If a dose is missed:
This medicine needs to be given on a fixed schedule. Keep all appointments. If you miss a dose, call your doctor or pharmacist for instructions.
Make sure your doctor knows if you think you are pregnant, or if you are breast feeding. Tell your doctor if you have diabetes, liver disease, circulation problems, or other blood problems. Make sure your doctor knows if you have had an allergic reaction to any immune globulin.
Your doctor will need to check your progress at regular visits while you are using this medicine, especially if doses of other medicine you use are being decreased (steroids, immune suppressants). You may also need frequent blood or urine tests.
This medicine may cause high blood sugar.

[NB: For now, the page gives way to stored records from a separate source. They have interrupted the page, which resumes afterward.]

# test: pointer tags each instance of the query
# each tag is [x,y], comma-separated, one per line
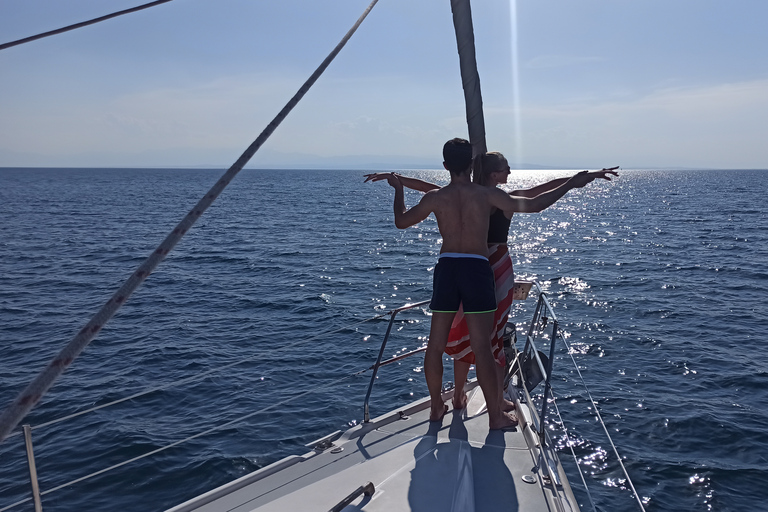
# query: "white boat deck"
[414,464]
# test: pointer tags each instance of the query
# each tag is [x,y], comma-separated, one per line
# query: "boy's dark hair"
[457,155]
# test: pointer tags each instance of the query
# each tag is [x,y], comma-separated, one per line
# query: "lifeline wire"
[573,453]
[176,443]
[81,24]
[602,423]
[37,388]
[197,377]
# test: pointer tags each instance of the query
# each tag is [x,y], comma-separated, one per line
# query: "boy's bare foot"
[507,421]
[459,401]
[437,415]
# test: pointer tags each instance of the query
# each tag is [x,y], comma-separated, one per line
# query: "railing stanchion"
[393,313]
[32,468]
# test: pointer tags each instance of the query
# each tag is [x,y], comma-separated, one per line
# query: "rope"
[602,423]
[37,388]
[81,24]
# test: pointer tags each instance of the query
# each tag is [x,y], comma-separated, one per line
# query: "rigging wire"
[194,436]
[81,24]
[28,398]
[602,423]
[573,453]
[199,376]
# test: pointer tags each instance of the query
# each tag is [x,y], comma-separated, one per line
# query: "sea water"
[268,308]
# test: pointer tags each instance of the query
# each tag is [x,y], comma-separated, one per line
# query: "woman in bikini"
[495,172]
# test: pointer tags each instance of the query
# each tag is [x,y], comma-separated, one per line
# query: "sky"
[566,84]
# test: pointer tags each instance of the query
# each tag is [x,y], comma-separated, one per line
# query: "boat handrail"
[27,429]
[393,314]
[544,314]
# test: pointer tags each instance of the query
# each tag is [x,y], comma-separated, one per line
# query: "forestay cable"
[37,388]
[81,24]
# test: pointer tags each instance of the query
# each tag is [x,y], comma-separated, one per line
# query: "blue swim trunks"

If you have diabetes, talk with your doctor about how often you should check your blood sugar while on this medicine.
This medicine is made from equine (horse) blood and donated human blood. Some human blood products have transmitted certain viruses to people who have received them. The risk of getting a virus from medicine made of human blood has been greatly reduced in recent years. This is the result of required testing of human donors for certain viruses, and testing during manufacture of these medicines. Although the risk is low, talk with your doctor if you have concerns.